Learning Rate Schedule Runner

Using the learning rate schedule runner adds two more training parameters to the training loop, the epochs and factors for the learning rate decay. The example below shows how to use it in a run file, but these parameters are also automatically added to be command line arguments.

optimizer_class = tf.train.MomentumOptimizer
hyperparms = {'lr': {'type': float},
      'momentum': {'type': float, 'default': 0.99},
      'uses_nesterov': {'type': bool, 'default': False}}
schedule = {
          "name": "step",
          "lr_sched_epochs": [2, 4],
          "lr_sched_factors": [0.1, 0.01]
      }
runner = tfobs.runners.LearningRateScheduleRunner(optimizer_class, hyperparams)
runner.run(testproblem='quadratic_deep', hyperparams={'learning_rate': 1e-2}, num_epochs=10, lr_sched_epochs=schedule["lr_sched_epochs"], lr_sched_factors=schedule["lr_sched_factors"])
class deepobs.tensorflow.runners.LearningRateScheduleRunner(optimizer_class, hyperparameter_names)[source]

Bases: deepobs.tensorflow.runners.runner.TFRunner

__init__(optimizer_class, hyperparameter_names)[source]

Creates a new Runner instance

Parameters:
  • optimizer_class -- The optimizer class of the optimizer that is run on the testproblems. For PyTorch this must be a subclass of torch.optim.Optimizer.
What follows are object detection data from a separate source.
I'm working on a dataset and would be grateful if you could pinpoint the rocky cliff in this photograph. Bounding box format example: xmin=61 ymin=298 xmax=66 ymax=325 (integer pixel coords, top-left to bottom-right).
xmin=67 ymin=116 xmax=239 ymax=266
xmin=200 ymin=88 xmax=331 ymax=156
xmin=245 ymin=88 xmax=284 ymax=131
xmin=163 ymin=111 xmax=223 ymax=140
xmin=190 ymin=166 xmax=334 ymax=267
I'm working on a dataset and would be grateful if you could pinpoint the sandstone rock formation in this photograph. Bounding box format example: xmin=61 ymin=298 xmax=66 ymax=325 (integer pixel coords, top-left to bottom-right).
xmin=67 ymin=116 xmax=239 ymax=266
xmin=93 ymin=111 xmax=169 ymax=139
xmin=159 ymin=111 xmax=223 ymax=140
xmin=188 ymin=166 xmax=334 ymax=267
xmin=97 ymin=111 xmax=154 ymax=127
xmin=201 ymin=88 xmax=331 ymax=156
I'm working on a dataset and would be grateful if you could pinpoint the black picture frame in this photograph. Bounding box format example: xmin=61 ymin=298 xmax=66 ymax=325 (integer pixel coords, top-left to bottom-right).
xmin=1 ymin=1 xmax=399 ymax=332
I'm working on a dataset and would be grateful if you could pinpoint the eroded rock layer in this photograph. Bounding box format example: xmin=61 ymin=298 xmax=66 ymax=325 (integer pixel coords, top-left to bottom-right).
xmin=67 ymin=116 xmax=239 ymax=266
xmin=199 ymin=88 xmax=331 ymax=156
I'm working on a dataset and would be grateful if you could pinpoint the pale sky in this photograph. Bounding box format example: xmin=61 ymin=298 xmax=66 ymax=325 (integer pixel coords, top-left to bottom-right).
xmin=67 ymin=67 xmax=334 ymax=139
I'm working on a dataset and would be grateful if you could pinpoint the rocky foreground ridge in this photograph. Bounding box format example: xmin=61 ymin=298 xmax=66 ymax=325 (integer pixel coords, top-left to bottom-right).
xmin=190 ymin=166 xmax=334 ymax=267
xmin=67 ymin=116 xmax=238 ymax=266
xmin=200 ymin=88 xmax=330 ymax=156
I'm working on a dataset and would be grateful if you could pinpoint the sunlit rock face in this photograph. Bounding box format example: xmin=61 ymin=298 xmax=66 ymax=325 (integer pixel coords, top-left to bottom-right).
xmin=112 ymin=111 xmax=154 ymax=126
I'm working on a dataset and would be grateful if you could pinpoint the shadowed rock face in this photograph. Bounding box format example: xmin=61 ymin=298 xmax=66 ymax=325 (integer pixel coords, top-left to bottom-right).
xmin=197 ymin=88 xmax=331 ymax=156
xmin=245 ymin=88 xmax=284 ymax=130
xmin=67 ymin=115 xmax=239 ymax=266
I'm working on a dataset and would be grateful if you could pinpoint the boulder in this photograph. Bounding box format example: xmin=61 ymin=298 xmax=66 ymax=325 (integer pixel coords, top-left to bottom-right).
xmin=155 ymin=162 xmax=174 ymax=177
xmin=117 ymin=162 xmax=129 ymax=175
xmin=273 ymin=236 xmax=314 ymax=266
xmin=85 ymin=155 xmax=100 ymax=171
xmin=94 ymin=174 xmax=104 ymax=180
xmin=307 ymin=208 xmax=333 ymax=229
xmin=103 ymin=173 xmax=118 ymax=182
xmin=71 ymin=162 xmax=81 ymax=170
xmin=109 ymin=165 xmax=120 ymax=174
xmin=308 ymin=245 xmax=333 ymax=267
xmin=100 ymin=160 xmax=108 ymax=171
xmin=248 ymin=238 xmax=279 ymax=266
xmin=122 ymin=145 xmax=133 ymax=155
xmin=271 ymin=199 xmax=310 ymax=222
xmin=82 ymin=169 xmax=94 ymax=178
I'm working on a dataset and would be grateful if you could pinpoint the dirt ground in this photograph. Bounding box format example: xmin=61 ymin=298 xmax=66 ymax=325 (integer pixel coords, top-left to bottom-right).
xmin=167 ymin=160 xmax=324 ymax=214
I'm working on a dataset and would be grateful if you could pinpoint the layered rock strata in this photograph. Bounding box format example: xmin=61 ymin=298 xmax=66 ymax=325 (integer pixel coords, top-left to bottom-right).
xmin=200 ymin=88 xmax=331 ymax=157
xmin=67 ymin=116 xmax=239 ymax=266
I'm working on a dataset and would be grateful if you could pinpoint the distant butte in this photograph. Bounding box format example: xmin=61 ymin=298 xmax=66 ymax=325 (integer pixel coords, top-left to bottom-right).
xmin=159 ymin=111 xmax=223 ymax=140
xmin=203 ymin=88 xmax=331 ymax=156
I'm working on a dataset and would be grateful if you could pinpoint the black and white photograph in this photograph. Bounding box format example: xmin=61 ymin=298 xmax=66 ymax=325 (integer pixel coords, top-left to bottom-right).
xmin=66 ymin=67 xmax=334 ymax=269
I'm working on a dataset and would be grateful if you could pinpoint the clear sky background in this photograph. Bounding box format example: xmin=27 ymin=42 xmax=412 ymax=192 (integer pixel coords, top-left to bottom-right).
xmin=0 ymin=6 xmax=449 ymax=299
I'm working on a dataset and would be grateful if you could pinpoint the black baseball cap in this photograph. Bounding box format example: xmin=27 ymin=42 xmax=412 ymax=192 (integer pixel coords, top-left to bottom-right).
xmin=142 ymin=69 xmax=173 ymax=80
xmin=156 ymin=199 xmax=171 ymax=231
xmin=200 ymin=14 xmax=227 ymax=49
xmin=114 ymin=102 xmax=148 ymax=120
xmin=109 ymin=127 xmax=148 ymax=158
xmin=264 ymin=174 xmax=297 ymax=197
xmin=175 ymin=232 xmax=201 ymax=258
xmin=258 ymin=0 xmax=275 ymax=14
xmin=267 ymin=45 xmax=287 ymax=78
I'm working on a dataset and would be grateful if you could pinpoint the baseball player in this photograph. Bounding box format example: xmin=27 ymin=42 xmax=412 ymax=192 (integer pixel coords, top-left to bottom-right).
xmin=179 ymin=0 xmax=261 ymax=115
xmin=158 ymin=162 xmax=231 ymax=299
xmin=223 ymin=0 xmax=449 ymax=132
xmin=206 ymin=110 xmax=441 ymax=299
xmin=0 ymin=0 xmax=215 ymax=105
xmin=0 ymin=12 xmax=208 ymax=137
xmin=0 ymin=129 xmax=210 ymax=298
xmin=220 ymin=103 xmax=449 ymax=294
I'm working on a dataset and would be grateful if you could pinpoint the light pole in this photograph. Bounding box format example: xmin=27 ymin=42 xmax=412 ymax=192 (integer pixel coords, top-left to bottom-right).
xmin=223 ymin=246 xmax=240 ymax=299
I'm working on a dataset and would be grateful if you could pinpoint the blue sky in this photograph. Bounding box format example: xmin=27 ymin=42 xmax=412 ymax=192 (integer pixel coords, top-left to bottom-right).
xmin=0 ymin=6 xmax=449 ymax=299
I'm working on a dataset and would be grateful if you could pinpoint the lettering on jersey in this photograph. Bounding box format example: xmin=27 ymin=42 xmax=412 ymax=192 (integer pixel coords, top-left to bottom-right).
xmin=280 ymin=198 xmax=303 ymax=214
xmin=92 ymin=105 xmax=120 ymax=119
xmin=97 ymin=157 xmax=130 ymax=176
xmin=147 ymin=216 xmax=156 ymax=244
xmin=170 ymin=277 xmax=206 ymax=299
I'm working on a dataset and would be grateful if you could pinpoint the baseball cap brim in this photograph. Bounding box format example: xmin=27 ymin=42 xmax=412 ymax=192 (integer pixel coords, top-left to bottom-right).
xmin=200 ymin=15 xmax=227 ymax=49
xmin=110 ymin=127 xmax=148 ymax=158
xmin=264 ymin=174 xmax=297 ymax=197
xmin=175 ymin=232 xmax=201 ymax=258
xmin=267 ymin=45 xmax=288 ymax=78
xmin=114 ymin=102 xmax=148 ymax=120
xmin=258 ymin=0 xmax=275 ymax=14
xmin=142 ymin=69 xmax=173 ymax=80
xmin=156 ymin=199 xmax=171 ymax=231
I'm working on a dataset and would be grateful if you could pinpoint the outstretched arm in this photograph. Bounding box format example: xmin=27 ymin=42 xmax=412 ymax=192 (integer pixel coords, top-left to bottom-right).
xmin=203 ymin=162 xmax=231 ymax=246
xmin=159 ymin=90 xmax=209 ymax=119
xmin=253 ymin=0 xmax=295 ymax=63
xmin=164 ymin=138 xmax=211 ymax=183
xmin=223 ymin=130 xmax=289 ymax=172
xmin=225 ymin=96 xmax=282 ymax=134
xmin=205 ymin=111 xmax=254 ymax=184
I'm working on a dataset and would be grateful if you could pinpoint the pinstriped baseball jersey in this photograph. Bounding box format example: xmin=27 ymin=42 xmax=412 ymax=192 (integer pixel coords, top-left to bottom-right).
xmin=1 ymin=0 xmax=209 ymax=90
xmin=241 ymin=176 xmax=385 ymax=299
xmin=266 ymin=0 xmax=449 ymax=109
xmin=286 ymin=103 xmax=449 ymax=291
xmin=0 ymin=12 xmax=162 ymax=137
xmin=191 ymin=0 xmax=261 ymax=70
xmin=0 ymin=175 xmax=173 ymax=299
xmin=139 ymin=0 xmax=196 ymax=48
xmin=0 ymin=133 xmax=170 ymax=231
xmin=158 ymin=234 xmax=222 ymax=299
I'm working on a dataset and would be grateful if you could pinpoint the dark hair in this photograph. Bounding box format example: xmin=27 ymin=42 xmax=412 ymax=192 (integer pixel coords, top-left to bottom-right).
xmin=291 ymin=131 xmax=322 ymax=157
For TensorFlow a subclass of tf.train.Optimizer.
  • hyperparameter_names -- A nested dictionary that lists all hyperparameters of the optimizer, their type and their default values (if they have any).

Example

>>> optimizer_class = tf.train.MomentumOptimizer
>>> hyperparms = {'lr': {'type': float},
>>>    'momentum': {'type': float, 'default': 0.99},
>>>    'uses_nesterov': {'type': bool, 'default': False}}
>>> runner = StandardRunner(optimizer_class, hyperparms)
static create_testproblem(testproblem, batch_size, l2_reg, random_seed)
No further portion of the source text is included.